Proving Hypothesis of Generalization Logic

[Mr.Cauliflower]

Hello,

I wonder whether if I have this formula to prove:

$$(\forall x)(P(x) \rightarrow Q(x)) \rightarrow ((\forall x) P(x) \rightarrow (\forall x) Q(x))$$

is it correct to have both

$$(\forall x)(P(x) \rightarrow Q(x))$$

and

$$((\forall x) P(x)$$

as hypotheses in the proof of this formula? The first hypothesis is obvious, but I'm not sure with the second one.

I found it here:

http://en.wikipedia.org/wiki/Generalization_(logic)"

Thank you.

 

[AKG]

It's not entirely clear what you intend to do. Depending on the particulars of your deduction system, it may not even make sense to have two hypotheses (you may have one hypothesis assumed within the scope of another, but cannot simultaneously hypothesize two formulas - in some systems).

Just show some work, and it will be easier to tell whether you've done things right or not.

 

[Mr.Cauliflower]

It's not entirely clear what you intend to do. Depending on the particulars of your deduction system, it may not even make sense to have two hypotheses (you may have one hypothesis assumed within the scope of another, but cannot simultaneously hypothesize two formulas - in some systems).

Just show some work, and it will be easier to tell whether you've done things right or not.
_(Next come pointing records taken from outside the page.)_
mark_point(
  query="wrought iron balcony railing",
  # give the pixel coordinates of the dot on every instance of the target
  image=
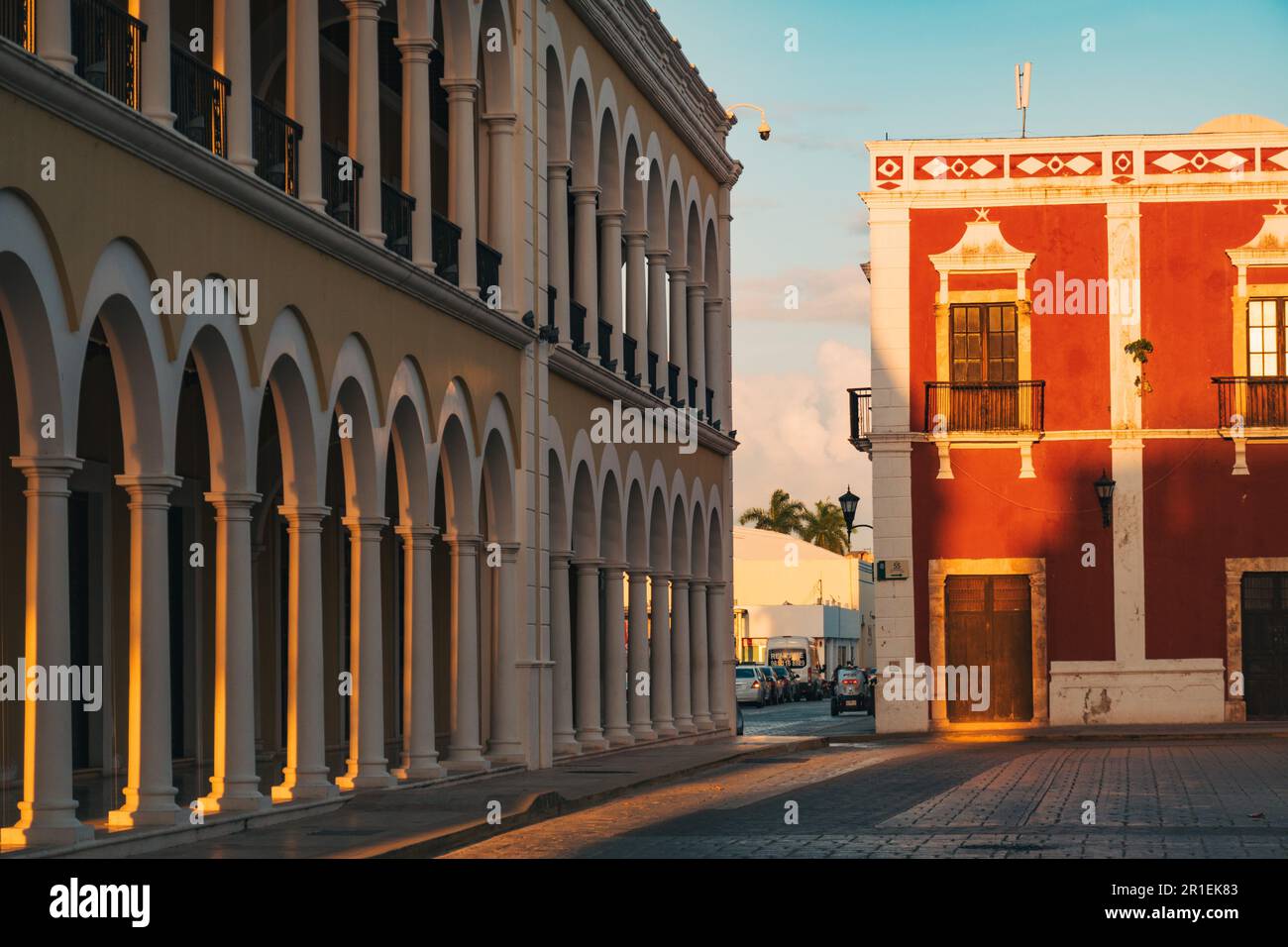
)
(340, 195)
(18, 22)
(1250, 402)
(861, 418)
(629, 348)
(605, 346)
(447, 248)
(274, 144)
(106, 44)
(395, 210)
(488, 262)
(198, 97)
(578, 328)
(1001, 407)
I work in first-order predicate logic and if what you mean by deduction system is a set of axioms and inference rules, those are:

(axioms)

$$A \rightarrow (B \rightarrow A)$$

$$(A \rightarrow (B \rightarrow C)) \rightarrow ((A \rightarrow B) \rightarrow (A \rightarrow C))$$

$$(\urcorner B \rightarrow \urcorner A) \rightarrow (A \rightarrow B)$$

Which are taken from propositional logic and

Scheme of specification
$$(\forall x) A \rightarrow A_{x}[t]$$

and the jump scheme (I really don't know how to call it in english)
If x doesn't have unbound occurence in A, then

$$(\forall x)(A \rightarrow B) \rightarrow (A \rightarrow (\forall x) B)$$

There are two inference rules: modus ponens and generalization rule:

From

$$\vdash A$$

we deduce

$$\vdash (\forall x) A$$


And I think I finally understand why there are two hypotheses in that proof on wikipedia. The proof later uses the deduction theorem and it is clear now.
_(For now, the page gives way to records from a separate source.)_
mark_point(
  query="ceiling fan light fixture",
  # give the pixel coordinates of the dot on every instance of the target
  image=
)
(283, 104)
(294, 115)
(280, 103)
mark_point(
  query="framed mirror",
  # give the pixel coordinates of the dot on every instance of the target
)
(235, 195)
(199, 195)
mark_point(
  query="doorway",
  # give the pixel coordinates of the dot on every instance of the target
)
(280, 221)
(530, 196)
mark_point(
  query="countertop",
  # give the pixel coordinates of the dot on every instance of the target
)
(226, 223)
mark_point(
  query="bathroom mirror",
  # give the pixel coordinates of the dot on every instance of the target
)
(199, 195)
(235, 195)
What isn't clear yet for me is the "constants theorem" (I know it's probably called in another way in english). It's the thing you use when you want to use the deduction theorem but the formula which has to be (by premises of the theorem) closed, has some unbound variables.

Then the theorem says that if you substitute the variables in that formula with new constants (you extend the language with these constants), new formula is proveable iff the original was and you can use the new one in the deduction theorem.

Could you tell me please the name of this theorem (so that I could find more info on english pages) and how can it work? I just don't see why substituting constants (are these 'constants' as we normally understand them?) for unbound variables allows me to use the formula in the deduction theorem.

Thank you very much.

 

[HallsofIvy]

Hello,

I wonder whether if I have this formula to prove:

$$(\forall x)(P(x) \rightarrow Q(x)) \rightarrow ((\forall x) P(x) \rightarrow (\forall x) Q(x))$$

is it correct to have both

$$(\forall x)(P(x) \rightarrow Q(x))$$

and

$$((\forall x) P(x)$$

as hypotheses in the proof of this formula? The first hypothesis is obvious, but I'm not sure with the second one.

I found it here:

http://en.wikipedia.org/wiki/Generalization_(logic)"

Thank you.

No. The hypothesis for the statement is just
(\forall x)(P(x) \rightarrow Q(x))
which does not imply that P(x) is true. For example, if P(x) is false and Q(x) is false then the statement is true. But, of course, you don't need P(x) true for any x. It might be simplest to construct a truth table, dependent on x. By the way, while the statement is true, its converse is not.

 

[Mr.Cauliflower]

No. The hypothesis for the statement is just
(\forall x)(P(x) \rightarrow Q(x))
which does not imply that P(x) is true. For example, if P(x) is false and Q(x) is false then the statement is true. But, of course, you don't need P(x) true for any x. It might be simplest to construct a truth table, dependent on x. By the way, while the statement is true, its converse is not.

It's not that

$$(\forall x)(P(x) \rightarrow Q(x))$$

implies that $P(x)$ is true. Now, when (I hope) I understand it, i see the P(x) hypothesis is there because later, there is deduction theorem used and as it can be seen from the proof, it's ok I think.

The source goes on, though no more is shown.